From Tony Myers' Slavoj Žižek (London: Routledge), pp. 83-84:
Weininger, for Žižek, fails to go far enough. He fails to recognize in the 'nothingness' he discerns in woman, the very basis of subjectivity itself.
As we saw in Chapter 1, the subject is precisely this void or nothingness that precedes its inscription within the Symbolic Order. What Weininger fears, according to Žižek, is not woman, but the void of subjectivity itself, the absolute negativity of the 'night of the world' which forms the subject. Woman, in other words, is the subject par excellence. The fact that behind the enigma, the feminine mask, Weininger does not find something--some opaque mystery--but, rather, nothing, means that, for Žižek, Weininger stumbled accidentally upon the universal truth of subjectivity. Another way of looking at this is to conceive of it in terms of the distinction borrowed from linguistics by Lacan between the subject of the enunciation and the subject of the enunciated.
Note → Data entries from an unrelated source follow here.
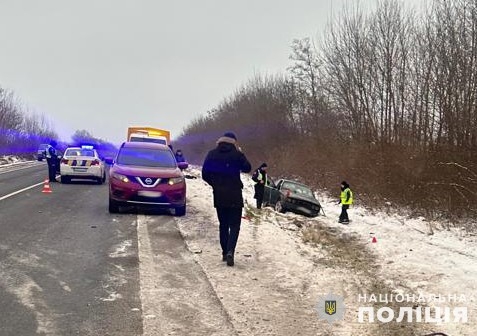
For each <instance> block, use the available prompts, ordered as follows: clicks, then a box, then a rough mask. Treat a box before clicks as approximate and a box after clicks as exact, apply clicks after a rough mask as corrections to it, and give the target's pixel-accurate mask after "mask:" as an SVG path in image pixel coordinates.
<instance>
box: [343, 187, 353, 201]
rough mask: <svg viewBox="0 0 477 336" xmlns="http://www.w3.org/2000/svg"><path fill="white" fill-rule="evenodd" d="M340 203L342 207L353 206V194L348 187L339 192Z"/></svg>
mask: <svg viewBox="0 0 477 336" xmlns="http://www.w3.org/2000/svg"><path fill="white" fill-rule="evenodd" d="M340 201H341V204H343V205H351V204H353V192H352V191H351V189H350V188H349V187H346V188H345V189H344V190H342V191H341V195H340Z"/></svg>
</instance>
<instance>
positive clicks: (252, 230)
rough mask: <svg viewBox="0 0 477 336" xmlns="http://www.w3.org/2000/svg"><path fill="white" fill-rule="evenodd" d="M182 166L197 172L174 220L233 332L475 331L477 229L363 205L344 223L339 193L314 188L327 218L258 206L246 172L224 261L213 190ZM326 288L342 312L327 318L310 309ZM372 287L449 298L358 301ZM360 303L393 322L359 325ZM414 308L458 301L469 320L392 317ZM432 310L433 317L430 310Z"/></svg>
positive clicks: (388, 294)
mask: <svg viewBox="0 0 477 336" xmlns="http://www.w3.org/2000/svg"><path fill="white" fill-rule="evenodd" d="M188 174H190V175H191V176H194V177H197V178H196V179H188V180H187V183H188V184H187V185H188V213H187V215H186V216H185V217H182V218H179V220H178V222H179V227H180V230H181V232H182V234H183V236H184V238H185V239H186V243H187V245H188V248H189V249H190V250H191V251H192V252H194V253H195V254H194V256H195V258H196V261H197V262H198V263H199V264H200V265H201V266H202V268H203V269H204V271H205V273H206V274H207V276H208V277H209V279H210V282H211V284H212V286H213V288H214V290H215V291H216V294H217V296H218V297H219V299H220V300H221V302H222V304H223V306H224V309H225V310H226V311H227V313H228V314H229V316H230V319H231V321H232V323H233V325H234V327H235V329H236V330H237V331H238V333H239V334H240V335H283V336H285V335H353V336H355V335H424V334H426V333H430V332H444V333H446V334H448V335H476V334H477V324H476V322H477V302H476V298H477V295H476V294H477V252H476V250H475V247H476V242H477V237H476V236H475V235H474V234H472V233H468V232H466V231H465V230H463V229H460V228H450V229H449V228H445V227H444V225H441V224H440V223H428V222H426V221H425V220H424V219H409V218H406V217H403V216H400V215H397V214H386V213H370V212H369V211H367V210H365V209H363V208H360V207H352V209H351V210H350V211H349V215H350V218H351V220H352V222H351V223H350V224H349V225H346V226H345V225H342V224H338V223H337V219H338V215H339V212H340V206H339V205H337V204H336V202H337V201H336V199H337V197H334V198H330V197H329V196H327V195H325V194H321V195H320V193H319V191H317V193H318V195H319V200H320V202H321V203H322V206H323V207H324V210H325V212H326V216H320V217H317V218H306V217H303V216H299V215H295V214H290V213H287V214H278V213H276V212H275V211H273V210H272V209H271V208H265V209H262V210H257V209H254V206H252V204H254V200H253V196H252V195H253V185H252V183H253V182H252V181H251V179H250V177H249V176H247V175H244V176H243V177H242V180H243V182H244V184H245V185H246V186H245V189H244V196H245V199H246V201H247V203H248V204H249V205H247V207H246V208H245V210H244V215H245V214H246V215H247V217H248V219H244V220H243V221H242V229H241V234H240V238H239V243H238V246H237V251H236V265H235V266H234V267H227V266H225V264H224V263H223V262H222V261H221V250H220V245H219V241H218V222H217V219H216V214H215V209H214V208H213V205H212V191H211V188H210V187H209V186H208V185H207V184H206V183H205V182H204V181H202V180H201V178H200V170H199V168H198V167H191V168H190V169H189V171H188ZM355 192H356V191H355ZM356 194H357V195H359V192H356ZM373 238H375V239H376V240H375V241H376V242H373ZM304 241H307V243H305V242H304ZM329 293H332V294H333V295H338V296H342V297H343V298H344V303H345V305H346V313H345V317H344V319H343V320H341V321H338V322H335V323H332V324H330V323H328V322H327V321H325V320H323V319H321V318H320V316H319V315H318V312H317V309H316V308H317V304H318V302H319V300H320V298H322V297H324V296H325V295H326V294H329ZM379 294H381V295H382V297H384V295H388V297H389V298H390V297H391V294H392V295H397V294H402V295H404V296H405V295H408V296H409V297H412V298H414V299H415V300H417V299H418V298H420V296H419V295H421V296H422V297H425V298H430V297H433V296H439V295H440V296H441V297H444V298H446V300H445V302H439V301H432V300H431V301H427V302H415V300H414V302H395V301H394V302H390V303H383V302H381V303H379V302H378V303H370V302H363V301H360V300H363V297H364V295H367V298H370V297H371V295H375V296H376V297H378V295H379ZM449 297H450V298H451V299H450V300H449ZM455 298H457V299H458V300H455ZM462 299H465V302H461V301H462ZM364 306H374V307H375V311H376V310H377V309H378V308H379V307H384V306H386V307H391V308H392V309H393V310H394V311H395V318H394V320H393V321H392V322H391V323H380V322H377V321H376V322H374V323H368V322H366V323H359V322H358V310H359V308H360V307H364ZM417 306H422V311H423V312H424V309H425V307H430V308H432V309H435V307H442V308H444V307H449V308H450V309H451V311H452V309H453V308H454V307H455V306H459V307H465V308H466V309H467V315H468V322H467V323H461V322H454V317H453V315H451V318H450V321H447V322H446V321H442V322H441V323H423V322H418V323H416V322H414V323H408V322H407V321H406V319H405V320H404V322H399V323H398V322H396V319H397V317H398V312H399V308H400V307H413V308H416V307H417ZM431 311H432V313H431V316H432V317H434V312H435V310H431ZM365 317H367V315H365ZM375 317H376V315H375ZM405 318H407V315H405ZM443 318H444V317H443ZM414 320H415V319H414ZM423 320H424V317H423ZM365 321H367V320H365Z"/></svg>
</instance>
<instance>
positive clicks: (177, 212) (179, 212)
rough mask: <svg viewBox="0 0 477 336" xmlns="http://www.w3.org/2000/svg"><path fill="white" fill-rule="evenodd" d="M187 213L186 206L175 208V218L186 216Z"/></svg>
mask: <svg viewBox="0 0 477 336" xmlns="http://www.w3.org/2000/svg"><path fill="white" fill-rule="evenodd" d="M185 213H186V206H185V205H183V206H180V207H176V208H175V216H178V217H180V216H184V215H185Z"/></svg>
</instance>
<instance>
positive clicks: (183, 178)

The abyss or void of the subject is the subject of enunciation, whereas the subject of the enunciated is the Symbolic subject, the subject of the social network. Weininger's contention that 'woman does not exist' therefore amounts to saying that woman does not exist at the level of the subject of the enunciated--she is excluded from Weininger's patriarchal Symbolic--she only exists at the level of the enunciation, as the void of the subject.